Cita: MJ-DOC-15858-AR||MJD15858

Voces: IMPUESTO A LAS GANANCIAS – AFIP – RESOLUCIONES DE LA AFIP – AGENTES DE RETENCIÓN

Sumario:
I. Introducción. II. Beneficios para los trabajadores. II.1. Distorsiones del proyecto. III. Consecuencias para las empresas.

Doctrina:
Por José L. Ceteri (*)

I. INTRODUCCIÓN

Finalmente, salió el dictamen de mayoría de la Cámara de Diputados sobre la reforma del régimen de retención del Impuesto a las Ganancias en los sueldos. Por otro lado, ingresó otro proyecto que intenta modificar las tasas del impuesto para financiar la medida, haciéndolas progresivas en lugar de ser proporcionales (una única alícuota). Para los trabajadores habrá un beneficio, porque serán menos los que estarán afectados por el impuesto, que regirá retroactivamente desde el mes de enero de este año. Las empresas estarán afectadas porque se intenta un incremento de las alícuotas que afectará a las medianas y las grandes. Pero, además, los empleadores también estarán afectados porque tendrán que realizar la devolución, en los recibos de sueldos, de las retenciones acumuladas desde enero de este año que se junta con los reintegros del tributo originados en la información de los gastos anuales -por el año 2020-; y, adicionalmente, la devolución del 35% correspondiente al dólar ahorro y las compras con tarjetas en el exterior. Estas devoluciones, que se tienen que efectuar mediante el programa denominado «SICORE», generarán un saldo a favor de las firmas que no podrán compensarse con otras obligaciones fiscales que tienen ante la AFIP. De esta manera, las empresas serán las que terminarán financiando las medidas a favor de los empleados.

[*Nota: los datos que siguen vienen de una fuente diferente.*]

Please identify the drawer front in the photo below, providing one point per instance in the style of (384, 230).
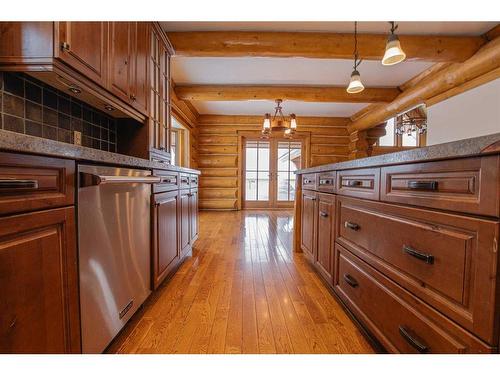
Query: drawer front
(184, 181)
(359, 183)
(326, 182)
(170, 181)
(29, 183)
(466, 185)
(309, 181)
(444, 259)
(193, 181)
(395, 317)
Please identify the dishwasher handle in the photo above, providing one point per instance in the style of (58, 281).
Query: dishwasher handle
(90, 179)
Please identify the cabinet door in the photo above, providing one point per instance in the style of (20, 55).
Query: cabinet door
(166, 245)
(120, 34)
(184, 221)
(325, 249)
(83, 46)
(308, 235)
(193, 215)
(39, 283)
(140, 58)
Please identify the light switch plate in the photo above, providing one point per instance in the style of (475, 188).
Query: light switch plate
(77, 138)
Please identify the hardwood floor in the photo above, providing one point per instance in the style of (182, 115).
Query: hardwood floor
(242, 291)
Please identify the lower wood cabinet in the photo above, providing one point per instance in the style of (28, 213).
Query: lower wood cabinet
(39, 283)
(325, 235)
(165, 235)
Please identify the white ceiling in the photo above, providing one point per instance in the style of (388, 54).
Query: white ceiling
(427, 28)
(288, 71)
(260, 107)
(300, 71)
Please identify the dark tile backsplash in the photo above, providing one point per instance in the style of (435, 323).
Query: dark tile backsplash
(31, 107)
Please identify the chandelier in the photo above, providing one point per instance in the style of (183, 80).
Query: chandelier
(412, 122)
(279, 122)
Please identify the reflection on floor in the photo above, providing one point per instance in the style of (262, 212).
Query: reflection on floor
(242, 291)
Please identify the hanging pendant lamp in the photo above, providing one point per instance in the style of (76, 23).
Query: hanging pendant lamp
(394, 54)
(355, 84)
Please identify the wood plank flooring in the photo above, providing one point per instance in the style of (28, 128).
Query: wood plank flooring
(242, 291)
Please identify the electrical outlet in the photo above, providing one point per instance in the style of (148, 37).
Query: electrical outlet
(77, 136)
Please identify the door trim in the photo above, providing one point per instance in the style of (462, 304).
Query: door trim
(305, 137)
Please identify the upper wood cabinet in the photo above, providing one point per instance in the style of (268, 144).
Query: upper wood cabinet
(83, 46)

II. BENEFICIOS PARA LOS TRABAJADORES

1. Se propone elevar el piso de los trabajadores que pagan el impuesto a las ganancias a los sueldos brutos mensuales que no superen $ 150.000. Dentro de ese importe tope, que será actualizado anualmente por el índice salarial RIPTE, a efectos de determinarlo no se considerará el aguinaldo, pero para los que no superen se les eximirá del tributo este rubro. Asimismo, se faculta al Poder Ejecutivo incrementar la deducción especial para los trabajadores que tengan remuneraciones mensuales superiores de $ 150.000 y hasta $ 173.000.Actualmente pagan el impuesto los empleados solteros con sueldos superiores de $ 74.810, casados con dos hijos lo abonan a partir de $ 98.963.

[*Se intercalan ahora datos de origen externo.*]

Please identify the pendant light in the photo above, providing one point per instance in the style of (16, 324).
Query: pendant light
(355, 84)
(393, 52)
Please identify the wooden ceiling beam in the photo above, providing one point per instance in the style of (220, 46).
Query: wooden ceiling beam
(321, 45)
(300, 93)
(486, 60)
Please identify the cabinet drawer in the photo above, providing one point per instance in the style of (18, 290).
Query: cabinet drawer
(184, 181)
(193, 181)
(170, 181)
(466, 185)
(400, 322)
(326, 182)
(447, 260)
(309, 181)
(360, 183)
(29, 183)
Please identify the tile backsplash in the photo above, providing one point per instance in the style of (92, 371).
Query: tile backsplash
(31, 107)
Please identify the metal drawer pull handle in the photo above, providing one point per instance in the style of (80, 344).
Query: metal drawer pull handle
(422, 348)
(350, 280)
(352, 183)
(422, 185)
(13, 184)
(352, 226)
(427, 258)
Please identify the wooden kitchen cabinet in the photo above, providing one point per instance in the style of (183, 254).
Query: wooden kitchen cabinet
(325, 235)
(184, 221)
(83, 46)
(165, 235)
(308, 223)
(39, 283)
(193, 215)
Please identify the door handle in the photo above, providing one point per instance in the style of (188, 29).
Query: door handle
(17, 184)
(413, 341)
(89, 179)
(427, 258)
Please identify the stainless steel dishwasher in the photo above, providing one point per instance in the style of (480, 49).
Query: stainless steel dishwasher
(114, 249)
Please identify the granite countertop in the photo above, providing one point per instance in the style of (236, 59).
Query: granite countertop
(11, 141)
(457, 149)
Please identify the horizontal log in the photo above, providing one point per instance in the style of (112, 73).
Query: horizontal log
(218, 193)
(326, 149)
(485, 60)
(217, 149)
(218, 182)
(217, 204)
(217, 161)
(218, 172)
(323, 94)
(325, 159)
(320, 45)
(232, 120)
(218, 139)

2. En el caso de los jubilados, la deducción especial se incrementaría a ocho haberes mínimos garantizados, comenzando a tener que pagar a partir de las jubilaciones mensuales superiores de ese mínimo establecido.

3. Se incorpora como deducción a los efectos del cálculo de la retención al vínculo conviviente o concubina/o. Asimismo, se propone incrementar una vez el importe de la deducción por hijo/a -menor de 18 años- con discapacidad, en los términos del artículo 9 de la ley 24.901.

4. Se incorpora como exclusión el reintegro realizado por empleador a favor de sus empleados vinculados con gastos de guardería y/o jardín materno-infantil correspondientes a hijos de hasta tres años de edad, cuando la empresa no contara con instalaciones para ese fin. En este último caso, el límite que se pone es el 40% aplicado sobre el mínimo no imponible vigente. Adicionalmente, se prorroga, hasta el 30 de septiembre de 2021, la eximición del impuesto para los trabajadores de la salud (pública y privada) sobre las remuneraciones abonadas en concepto de guardias y horas extras, que fueron previstos por la ley 27.549 . En cuanto a los trabajadores de transporte de larga distancia (que exceda 100 kilómetros) se establece una mejora en la deducción de gastos de viáticos y movilidad abonados por el empleador, equiparándose con el 100% de monto del mínimo no imponible vigente.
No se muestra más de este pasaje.